I hate playing games. Have you ever seen that movie “Two Can Play That Game”? The advice that Shante Smith (Vivica Fox) gives sure does motivate a woman to try those rules on their next incoming man. However, as the movie proceeds, it all boils down to ‘playing it with no rules’ because at the end, it’s all about the heart — not how many hours it took him to call you back.
Cardinal rule no. 1: Do not call him.
Whoever calls first loses ground.
Rule no. 1: Never panic.
Stay cool.
Cardinal rule no. 2:
When your man messes up, no matter how small it is…
… you gots to punish him. Punish him hard.
Rule no. 2: Never let your girlfriends know the whole situation.
They’ll give you bad advice and ruin your confidence.
And confidence is key.
Rule no. 3: Break up with him before he breaks up with you.
Whoever breaks up with the person first wins.
I swear there was more, but that’s all I could find now.

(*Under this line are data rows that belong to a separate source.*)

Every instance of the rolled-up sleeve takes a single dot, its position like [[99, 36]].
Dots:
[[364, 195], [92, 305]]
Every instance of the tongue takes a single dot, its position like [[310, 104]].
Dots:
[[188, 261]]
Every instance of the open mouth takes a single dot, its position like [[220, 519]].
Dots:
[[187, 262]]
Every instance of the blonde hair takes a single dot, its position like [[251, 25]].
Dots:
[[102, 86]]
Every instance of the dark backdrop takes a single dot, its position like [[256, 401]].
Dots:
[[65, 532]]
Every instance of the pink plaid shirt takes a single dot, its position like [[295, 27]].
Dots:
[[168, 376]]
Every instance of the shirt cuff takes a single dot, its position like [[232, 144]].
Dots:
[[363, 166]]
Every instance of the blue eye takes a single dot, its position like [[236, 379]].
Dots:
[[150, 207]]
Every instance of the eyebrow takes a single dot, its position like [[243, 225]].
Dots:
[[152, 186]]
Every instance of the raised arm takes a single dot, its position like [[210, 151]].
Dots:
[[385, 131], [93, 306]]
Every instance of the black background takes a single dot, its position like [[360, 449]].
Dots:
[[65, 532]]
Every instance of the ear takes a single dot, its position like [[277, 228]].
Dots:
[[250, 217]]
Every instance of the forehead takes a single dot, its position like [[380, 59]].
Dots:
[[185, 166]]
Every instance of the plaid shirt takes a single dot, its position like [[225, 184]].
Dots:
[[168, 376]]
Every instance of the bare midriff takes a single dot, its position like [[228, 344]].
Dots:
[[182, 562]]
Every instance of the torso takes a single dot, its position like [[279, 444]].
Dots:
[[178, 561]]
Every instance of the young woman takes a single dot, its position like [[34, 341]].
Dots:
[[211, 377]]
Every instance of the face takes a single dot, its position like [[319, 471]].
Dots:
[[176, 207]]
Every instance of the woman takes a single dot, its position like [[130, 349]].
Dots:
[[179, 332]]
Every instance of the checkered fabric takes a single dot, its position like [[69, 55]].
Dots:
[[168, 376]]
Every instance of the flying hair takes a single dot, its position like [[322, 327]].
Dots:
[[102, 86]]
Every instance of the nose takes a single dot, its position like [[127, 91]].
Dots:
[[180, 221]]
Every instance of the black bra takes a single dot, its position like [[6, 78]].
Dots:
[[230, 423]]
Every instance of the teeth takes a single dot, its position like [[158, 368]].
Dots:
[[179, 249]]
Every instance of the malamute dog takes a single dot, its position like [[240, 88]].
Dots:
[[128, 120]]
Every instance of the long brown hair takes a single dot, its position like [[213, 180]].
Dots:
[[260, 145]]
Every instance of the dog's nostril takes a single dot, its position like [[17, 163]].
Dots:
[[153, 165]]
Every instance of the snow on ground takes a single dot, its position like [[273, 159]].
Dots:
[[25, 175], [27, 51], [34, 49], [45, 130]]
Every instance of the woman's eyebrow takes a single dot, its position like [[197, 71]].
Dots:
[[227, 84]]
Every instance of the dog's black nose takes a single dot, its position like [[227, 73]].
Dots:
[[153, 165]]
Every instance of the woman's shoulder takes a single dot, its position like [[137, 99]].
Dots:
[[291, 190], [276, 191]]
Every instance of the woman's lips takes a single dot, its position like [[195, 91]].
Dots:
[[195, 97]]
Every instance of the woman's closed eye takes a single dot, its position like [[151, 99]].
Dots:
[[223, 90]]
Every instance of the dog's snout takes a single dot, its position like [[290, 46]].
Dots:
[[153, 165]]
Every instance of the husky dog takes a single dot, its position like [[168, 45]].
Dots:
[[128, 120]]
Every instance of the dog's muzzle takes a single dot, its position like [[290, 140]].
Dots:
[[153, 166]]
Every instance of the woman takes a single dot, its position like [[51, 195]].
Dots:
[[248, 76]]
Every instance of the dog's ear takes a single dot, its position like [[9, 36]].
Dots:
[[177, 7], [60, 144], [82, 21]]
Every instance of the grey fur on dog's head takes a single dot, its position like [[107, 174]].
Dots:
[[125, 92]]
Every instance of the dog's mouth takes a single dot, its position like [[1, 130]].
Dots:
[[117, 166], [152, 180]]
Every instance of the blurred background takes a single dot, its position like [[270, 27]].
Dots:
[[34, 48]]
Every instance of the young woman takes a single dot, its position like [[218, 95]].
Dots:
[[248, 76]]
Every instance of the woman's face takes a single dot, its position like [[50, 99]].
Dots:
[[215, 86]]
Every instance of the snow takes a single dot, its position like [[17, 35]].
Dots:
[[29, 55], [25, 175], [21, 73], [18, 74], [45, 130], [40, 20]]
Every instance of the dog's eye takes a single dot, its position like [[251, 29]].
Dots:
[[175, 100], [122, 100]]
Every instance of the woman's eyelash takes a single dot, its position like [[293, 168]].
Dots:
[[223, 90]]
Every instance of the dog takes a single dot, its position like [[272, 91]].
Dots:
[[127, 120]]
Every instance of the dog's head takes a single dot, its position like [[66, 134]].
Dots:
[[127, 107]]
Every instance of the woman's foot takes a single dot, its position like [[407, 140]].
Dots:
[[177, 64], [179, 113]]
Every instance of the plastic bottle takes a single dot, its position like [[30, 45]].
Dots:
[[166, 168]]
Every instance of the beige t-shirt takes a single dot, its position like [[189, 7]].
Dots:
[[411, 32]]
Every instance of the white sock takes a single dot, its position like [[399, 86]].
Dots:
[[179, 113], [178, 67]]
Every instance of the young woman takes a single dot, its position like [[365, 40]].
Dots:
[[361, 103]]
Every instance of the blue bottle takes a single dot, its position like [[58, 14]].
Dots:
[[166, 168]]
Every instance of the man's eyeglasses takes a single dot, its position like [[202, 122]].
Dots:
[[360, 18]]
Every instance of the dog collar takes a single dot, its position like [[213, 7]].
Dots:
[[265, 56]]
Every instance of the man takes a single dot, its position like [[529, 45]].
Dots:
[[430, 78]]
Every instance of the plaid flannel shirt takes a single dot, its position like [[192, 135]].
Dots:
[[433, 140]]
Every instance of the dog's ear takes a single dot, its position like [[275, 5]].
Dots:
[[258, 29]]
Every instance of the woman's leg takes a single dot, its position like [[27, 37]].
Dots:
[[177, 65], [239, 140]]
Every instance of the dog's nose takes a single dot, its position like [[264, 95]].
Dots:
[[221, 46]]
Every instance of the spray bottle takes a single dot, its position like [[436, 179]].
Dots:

Personally, I think those rules can be broken. And the guy can break them, calling you and chatting it up with you, but that doesn’t mean that you mean anything to him if it ain’t consistent. It just means that they were bored so they had time to chat. Consistency is the key. Why is it so hard to find a guy that is consistent?
What’s your brilliant rule that you live by? Do you believe in rules in a relationship/fling?
_______________
I need to stand up for myself – once and for all.
You must not know about me.
My hate for men grows.
Comments (4)
i believe in flexible rules, aka common sense/intuition.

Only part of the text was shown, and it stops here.